Nicht jeder FM-Beteiligte benötigt Administrationsrechte. Sinnvoll ist ein Rollenmodell nach dem Prinzip:

Rolle → Aufgabe → benötigte Daten → zulässige Funktion → Berechtigung → Freigabe → regelmäßige Überprüfung.

Besonders zu unterscheiden sind Auftraggeberadministration, Objektleitung, Techniker, Service Desk, Nachunternehmer und reine Auswertungsnutzer.

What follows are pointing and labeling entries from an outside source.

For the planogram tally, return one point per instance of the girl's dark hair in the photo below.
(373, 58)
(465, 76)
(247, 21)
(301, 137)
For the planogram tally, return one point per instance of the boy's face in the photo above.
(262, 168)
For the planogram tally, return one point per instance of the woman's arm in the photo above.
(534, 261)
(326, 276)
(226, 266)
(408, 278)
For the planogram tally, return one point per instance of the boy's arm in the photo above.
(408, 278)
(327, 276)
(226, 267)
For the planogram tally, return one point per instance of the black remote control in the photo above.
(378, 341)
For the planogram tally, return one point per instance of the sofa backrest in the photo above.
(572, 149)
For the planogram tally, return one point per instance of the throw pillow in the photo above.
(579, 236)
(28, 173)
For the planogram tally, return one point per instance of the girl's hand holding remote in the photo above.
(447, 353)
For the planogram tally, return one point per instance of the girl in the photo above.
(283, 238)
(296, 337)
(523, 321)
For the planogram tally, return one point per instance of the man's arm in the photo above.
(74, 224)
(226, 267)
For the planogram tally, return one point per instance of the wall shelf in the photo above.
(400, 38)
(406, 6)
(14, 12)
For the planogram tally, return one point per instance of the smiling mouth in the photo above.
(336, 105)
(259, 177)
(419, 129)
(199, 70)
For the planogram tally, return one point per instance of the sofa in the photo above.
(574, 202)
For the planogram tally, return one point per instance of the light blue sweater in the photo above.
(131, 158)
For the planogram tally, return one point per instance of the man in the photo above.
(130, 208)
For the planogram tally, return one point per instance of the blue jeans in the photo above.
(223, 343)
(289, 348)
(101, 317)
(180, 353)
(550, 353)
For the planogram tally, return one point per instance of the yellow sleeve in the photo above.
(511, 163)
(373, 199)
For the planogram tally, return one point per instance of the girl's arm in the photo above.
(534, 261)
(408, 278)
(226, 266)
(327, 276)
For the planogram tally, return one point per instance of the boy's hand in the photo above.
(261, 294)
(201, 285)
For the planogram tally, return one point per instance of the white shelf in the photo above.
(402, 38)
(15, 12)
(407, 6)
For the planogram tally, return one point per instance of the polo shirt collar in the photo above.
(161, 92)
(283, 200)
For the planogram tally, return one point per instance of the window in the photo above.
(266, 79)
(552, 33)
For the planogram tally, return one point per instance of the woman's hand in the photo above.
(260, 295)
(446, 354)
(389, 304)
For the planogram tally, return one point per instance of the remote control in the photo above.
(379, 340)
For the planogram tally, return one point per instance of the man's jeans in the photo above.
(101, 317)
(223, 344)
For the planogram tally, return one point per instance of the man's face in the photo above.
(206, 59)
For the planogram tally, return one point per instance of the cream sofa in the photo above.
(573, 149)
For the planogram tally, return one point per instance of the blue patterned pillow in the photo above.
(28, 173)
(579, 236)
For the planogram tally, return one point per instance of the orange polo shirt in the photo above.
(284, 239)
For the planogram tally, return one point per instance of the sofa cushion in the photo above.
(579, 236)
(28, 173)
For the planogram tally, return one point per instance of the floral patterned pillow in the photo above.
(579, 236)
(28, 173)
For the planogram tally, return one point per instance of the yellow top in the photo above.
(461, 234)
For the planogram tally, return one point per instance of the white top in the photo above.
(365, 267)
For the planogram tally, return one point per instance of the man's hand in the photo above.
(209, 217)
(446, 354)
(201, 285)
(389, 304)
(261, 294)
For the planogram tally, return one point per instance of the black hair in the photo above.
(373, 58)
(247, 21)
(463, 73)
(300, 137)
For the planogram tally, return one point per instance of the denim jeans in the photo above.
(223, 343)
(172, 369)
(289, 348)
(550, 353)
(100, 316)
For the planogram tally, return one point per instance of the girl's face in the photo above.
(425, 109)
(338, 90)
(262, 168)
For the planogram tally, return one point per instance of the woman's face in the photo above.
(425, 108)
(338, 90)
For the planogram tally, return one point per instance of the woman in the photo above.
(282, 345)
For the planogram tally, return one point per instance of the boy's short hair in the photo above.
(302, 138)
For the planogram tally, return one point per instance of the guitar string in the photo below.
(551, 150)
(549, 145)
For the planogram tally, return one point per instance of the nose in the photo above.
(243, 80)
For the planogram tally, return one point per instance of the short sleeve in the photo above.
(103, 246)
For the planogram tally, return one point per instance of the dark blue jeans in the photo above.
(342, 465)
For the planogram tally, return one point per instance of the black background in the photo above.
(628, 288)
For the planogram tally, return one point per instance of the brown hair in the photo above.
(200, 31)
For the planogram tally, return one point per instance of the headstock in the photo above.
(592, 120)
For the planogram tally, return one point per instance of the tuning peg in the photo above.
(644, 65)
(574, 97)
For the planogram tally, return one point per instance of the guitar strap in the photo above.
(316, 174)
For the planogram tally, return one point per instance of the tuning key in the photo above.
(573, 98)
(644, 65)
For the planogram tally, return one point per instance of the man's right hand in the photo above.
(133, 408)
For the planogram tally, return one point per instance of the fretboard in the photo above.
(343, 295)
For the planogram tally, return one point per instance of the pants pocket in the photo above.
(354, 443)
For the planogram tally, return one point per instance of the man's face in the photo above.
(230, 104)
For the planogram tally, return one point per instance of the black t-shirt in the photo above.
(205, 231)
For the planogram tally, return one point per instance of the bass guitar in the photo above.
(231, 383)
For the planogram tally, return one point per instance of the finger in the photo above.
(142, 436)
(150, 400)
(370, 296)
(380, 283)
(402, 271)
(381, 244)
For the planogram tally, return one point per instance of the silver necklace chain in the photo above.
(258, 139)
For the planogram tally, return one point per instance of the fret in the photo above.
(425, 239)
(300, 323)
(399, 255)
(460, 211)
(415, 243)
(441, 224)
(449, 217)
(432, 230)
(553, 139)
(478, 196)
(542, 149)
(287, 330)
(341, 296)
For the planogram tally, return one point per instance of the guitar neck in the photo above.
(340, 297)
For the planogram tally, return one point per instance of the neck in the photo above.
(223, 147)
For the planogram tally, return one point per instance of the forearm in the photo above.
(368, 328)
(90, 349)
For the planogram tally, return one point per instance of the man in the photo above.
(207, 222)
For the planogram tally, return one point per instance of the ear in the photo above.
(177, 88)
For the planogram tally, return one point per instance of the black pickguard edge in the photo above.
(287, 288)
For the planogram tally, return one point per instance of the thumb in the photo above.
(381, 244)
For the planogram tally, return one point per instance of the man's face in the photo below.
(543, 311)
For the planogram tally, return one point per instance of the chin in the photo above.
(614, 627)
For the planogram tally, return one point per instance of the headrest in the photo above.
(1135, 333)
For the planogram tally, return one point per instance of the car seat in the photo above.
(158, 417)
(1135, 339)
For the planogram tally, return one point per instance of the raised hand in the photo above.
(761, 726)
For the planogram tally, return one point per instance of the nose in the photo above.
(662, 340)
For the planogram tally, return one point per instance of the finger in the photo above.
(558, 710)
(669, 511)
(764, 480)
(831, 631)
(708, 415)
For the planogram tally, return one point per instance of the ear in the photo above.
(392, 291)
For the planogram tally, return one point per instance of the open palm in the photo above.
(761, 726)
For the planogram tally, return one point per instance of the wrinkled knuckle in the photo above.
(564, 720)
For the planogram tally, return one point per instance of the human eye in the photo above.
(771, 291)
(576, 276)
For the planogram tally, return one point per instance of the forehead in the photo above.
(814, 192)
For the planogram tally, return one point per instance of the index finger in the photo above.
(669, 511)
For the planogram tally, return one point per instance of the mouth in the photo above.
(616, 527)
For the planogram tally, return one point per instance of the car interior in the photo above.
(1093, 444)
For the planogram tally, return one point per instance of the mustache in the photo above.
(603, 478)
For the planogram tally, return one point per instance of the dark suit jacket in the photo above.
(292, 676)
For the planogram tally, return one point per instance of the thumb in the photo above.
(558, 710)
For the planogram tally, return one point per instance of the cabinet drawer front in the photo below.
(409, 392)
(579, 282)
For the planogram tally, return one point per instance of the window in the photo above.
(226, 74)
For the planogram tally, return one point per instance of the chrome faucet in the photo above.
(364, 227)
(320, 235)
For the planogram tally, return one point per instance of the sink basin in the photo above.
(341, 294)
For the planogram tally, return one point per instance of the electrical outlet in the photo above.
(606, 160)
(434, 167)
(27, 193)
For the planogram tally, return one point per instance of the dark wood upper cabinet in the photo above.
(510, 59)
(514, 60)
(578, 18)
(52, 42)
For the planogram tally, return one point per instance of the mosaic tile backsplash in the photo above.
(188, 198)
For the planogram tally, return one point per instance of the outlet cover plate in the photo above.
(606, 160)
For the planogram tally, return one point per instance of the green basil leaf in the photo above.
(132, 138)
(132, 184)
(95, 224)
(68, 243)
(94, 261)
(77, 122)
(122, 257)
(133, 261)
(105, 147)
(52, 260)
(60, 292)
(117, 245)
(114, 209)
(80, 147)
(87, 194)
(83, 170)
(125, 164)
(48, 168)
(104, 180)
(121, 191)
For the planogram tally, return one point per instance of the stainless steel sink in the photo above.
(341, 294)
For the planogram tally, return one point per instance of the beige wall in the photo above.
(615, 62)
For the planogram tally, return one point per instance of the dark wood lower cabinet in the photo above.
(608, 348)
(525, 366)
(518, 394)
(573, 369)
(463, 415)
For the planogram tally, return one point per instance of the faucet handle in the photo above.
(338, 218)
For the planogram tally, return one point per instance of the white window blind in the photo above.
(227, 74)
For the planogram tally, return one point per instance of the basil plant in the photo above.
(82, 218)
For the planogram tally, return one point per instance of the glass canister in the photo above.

Verfügbarkeit und Störungsmanagement vertraglich definieren

Für betriebsrelevante IT-Systeme sollten SLA nicht nur die allgemeine Systemverfügbarkeit beschreiben.

Zu klären sind auch:

  • Support- und Servicezeiten,

  • Prioritätsklassen,

  • Reaktions- und Wiederherstellungszeiten,

  • Backup und Restore,

  • Not- und Ersatzverfahren,

  • Cyber- und Datenschutzvorfälle,

  • Schnittstellenausfälle,

  • Eskalationskontakte.

Ein CAFM-Ausfall darf beispielsweise nicht dazu führen, dass kritische Störungen oder Betreiberpflichten organisatorisch nicht mehr bearbeitet werden können.

Exit bereits bei Vertragsbeginn planen

IT-Abhängigkeiten zeigen sich häufig erst beim Dienstleisterwechsel. Deshalb sollte jeder digital geprägte FM-Vertrag bereits zu Beginn ein belastbares Exit-Modell enthalten.

Die Vertragslogik lautet:

Systeme festlegen → Datenhoheit sichern → Schnittstellen definieren → Berechtigungen steuern → Datenschutz und Security organisieren → Verfügbarkeit absichern → Änderungen kontrollieren → Daten kontinuierlich exportierbar halten → Exit und Migration vorbereiten.

Damit werden IT-Aspekte nicht zu technischen Nebenbedingungen des FM-Vertrags. Sie bilden vielmehr eine wesentliche Voraussetzung dafür, dass der Auftraggeber über die gesamte Vertragslaufzeit datenfähig, steuerungsfähig und bei einem späteren Providerwechsel unabhängig handlungsfähig bleibt.